The WLD Compliance section is responsible for enforcement, licensing and education. In FY 2009 the WLD agents completed just over 2,000 on-site unannounced inspections, which resulted in a 91.1 percent compliance rate. FY10 inspections were increased to just under 2,300 inspections with a 96.6 percent compliance rate. One reason for the increased compliance rate is the increase in alcohol server training performed statewide.
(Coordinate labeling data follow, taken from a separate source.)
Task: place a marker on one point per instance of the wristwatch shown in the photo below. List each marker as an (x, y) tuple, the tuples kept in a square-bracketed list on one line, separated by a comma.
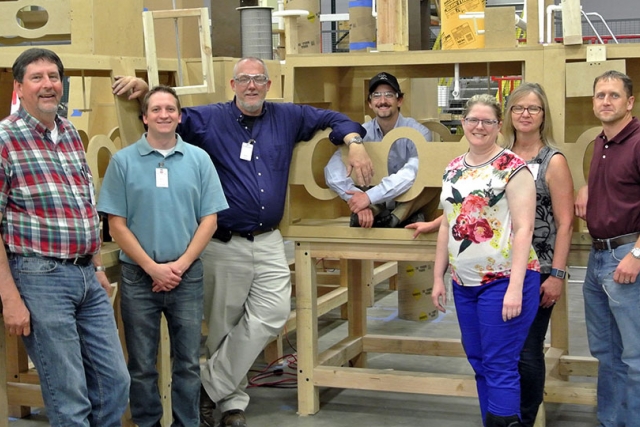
[(355, 140), (560, 274)]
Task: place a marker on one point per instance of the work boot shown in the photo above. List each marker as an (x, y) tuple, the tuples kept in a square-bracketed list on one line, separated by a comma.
[(233, 418), (207, 406)]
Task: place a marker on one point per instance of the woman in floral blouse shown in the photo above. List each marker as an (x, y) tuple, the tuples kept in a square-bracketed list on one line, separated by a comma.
[(489, 199)]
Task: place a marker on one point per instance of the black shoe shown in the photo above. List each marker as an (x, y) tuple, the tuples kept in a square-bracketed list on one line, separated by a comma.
[(354, 221), (498, 421), (386, 220), (233, 418), (207, 407)]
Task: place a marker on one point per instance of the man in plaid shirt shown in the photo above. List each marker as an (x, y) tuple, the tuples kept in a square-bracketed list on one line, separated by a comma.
[(52, 284)]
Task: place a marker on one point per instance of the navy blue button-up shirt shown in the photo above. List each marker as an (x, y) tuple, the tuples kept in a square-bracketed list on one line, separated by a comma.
[(256, 189)]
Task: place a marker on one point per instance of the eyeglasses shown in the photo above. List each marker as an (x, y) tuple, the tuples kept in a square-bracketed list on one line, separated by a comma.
[(387, 95), (472, 121), (257, 79), (531, 109)]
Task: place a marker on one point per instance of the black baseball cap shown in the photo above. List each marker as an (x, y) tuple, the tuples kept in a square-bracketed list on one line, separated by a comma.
[(384, 78)]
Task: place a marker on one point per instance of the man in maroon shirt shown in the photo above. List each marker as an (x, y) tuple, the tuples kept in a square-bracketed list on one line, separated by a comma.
[(611, 206)]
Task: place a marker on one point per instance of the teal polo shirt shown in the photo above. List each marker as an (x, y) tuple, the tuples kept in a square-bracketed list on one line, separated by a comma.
[(163, 219)]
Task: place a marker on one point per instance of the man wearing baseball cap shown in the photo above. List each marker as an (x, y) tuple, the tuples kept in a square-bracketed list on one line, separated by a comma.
[(375, 206)]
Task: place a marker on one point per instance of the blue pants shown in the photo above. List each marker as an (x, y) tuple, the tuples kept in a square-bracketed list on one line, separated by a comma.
[(612, 313), (73, 342), (141, 311), (492, 345), (531, 366)]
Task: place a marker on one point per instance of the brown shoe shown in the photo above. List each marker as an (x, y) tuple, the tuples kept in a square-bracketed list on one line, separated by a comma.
[(207, 406), (233, 418)]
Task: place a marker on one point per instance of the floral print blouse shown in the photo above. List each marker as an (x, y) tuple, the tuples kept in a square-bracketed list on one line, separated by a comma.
[(480, 229)]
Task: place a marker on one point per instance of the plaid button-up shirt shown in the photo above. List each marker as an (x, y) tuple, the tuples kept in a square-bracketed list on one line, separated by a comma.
[(46, 190)]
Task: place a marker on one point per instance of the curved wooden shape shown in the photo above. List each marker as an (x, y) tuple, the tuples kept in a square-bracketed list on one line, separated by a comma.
[(579, 155), (58, 22), (443, 131), (96, 144)]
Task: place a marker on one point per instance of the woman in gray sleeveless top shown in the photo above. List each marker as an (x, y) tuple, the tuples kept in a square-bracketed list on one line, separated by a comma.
[(528, 133)]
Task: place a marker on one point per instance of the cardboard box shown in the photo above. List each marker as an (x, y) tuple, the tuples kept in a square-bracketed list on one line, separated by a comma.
[(309, 40), (362, 29), (459, 33)]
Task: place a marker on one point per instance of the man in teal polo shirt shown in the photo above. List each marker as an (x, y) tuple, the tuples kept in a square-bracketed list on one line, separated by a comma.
[(162, 196)]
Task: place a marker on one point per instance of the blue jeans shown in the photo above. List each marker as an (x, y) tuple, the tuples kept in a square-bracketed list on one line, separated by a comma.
[(492, 345), (531, 366), (612, 313), (141, 311), (73, 342)]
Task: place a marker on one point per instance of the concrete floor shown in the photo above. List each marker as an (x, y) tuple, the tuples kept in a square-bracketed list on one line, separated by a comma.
[(277, 407)]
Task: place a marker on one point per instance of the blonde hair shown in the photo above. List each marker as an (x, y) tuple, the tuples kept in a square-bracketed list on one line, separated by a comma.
[(546, 127), (484, 99)]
The WLD continues its working partnership with the Wyoming State Liquor Association in alcohol server training utilizing the TIPS program. In FY 2009 there were 1,938 servers trained in the TIPS program. In FY 2010 the number was increased to 2,198 servers trained.
The WLD compliance staff reviewed and processed over 1,400 liquor license applications. All liquor license applications are approved and issued by local authorities but must first be reviewed by the WLD and certified complete. The wine direct-ship program slowed in FY 2010 with 6,134 invoices processed compared to 10,045 invoices processed in FY 2009.